4. Securing South America for near-shoring production, decoupling of supply chains from China. Iran, China, and Russia have lots of
5. Disrupting Iranian ability to support Russia against Ukraine via manufacturing of drones in Iran and in Venezuela.
Whether these points are actually part of the strategy, I do not know, but they have been raised by others in the space, and seemed absent in the article.
If I understand correctly, I see all your points as potential rewards.
These rewards are useful to the US if they accomplish regime change to a friendly regime or at least military occupation of a good strip of land.
The article is about how these two preconditions for obtaining the rewards are unlikely to be fulfilled and, at the same time, non-accomplishment might achieve the opposite:
- Iran (and by necessity, other Gulf states if they want to export oil) align more with China
- US-partnership will not provide security (Arab states, South Korea and other allies are now less secure and the US can't protect them)
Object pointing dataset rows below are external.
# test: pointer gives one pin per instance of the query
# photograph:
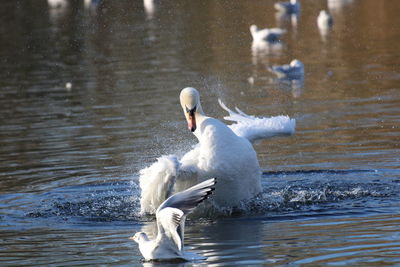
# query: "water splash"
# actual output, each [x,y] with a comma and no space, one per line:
[283,193]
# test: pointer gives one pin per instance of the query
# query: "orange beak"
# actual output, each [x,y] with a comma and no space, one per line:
[192,123]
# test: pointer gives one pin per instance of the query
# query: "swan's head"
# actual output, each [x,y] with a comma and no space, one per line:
[190,102]
[139,237]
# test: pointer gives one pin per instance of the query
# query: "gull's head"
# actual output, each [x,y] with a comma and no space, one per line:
[190,102]
[253,28]
[296,63]
[139,237]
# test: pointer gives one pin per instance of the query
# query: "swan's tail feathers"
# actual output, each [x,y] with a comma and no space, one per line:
[157,182]
[253,128]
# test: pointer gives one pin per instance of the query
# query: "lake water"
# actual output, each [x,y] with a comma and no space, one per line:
[70,153]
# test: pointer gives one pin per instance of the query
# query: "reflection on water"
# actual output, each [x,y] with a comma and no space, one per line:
[70,154]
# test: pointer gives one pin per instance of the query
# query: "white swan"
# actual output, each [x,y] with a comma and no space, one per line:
[171,215]
[266,35]
[223,152]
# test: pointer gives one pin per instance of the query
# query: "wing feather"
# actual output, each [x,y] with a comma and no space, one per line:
[253,128]
[188,199]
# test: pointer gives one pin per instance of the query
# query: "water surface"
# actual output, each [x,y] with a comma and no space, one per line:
[70,157]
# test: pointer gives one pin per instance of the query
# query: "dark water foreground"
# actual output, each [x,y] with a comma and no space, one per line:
[89,96]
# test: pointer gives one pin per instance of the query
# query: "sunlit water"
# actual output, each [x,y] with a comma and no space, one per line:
[70,155]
- US and allies are in a worse position to secure South America
Huge risk with little chances of a reward. That's the article.
Modifying the rewards does not change the game unless the probability of obtaining them increases or that of the risks decreases.
> This kind of amateur analysis is not worth being front page of HN.
The author is a military historian and professor with a PhD, so not an amateur.
If you think this isn't high grade, or that it is mistaken, please explain how and why.
Can you point out a better source or the major points that become invalid due to other circumstances?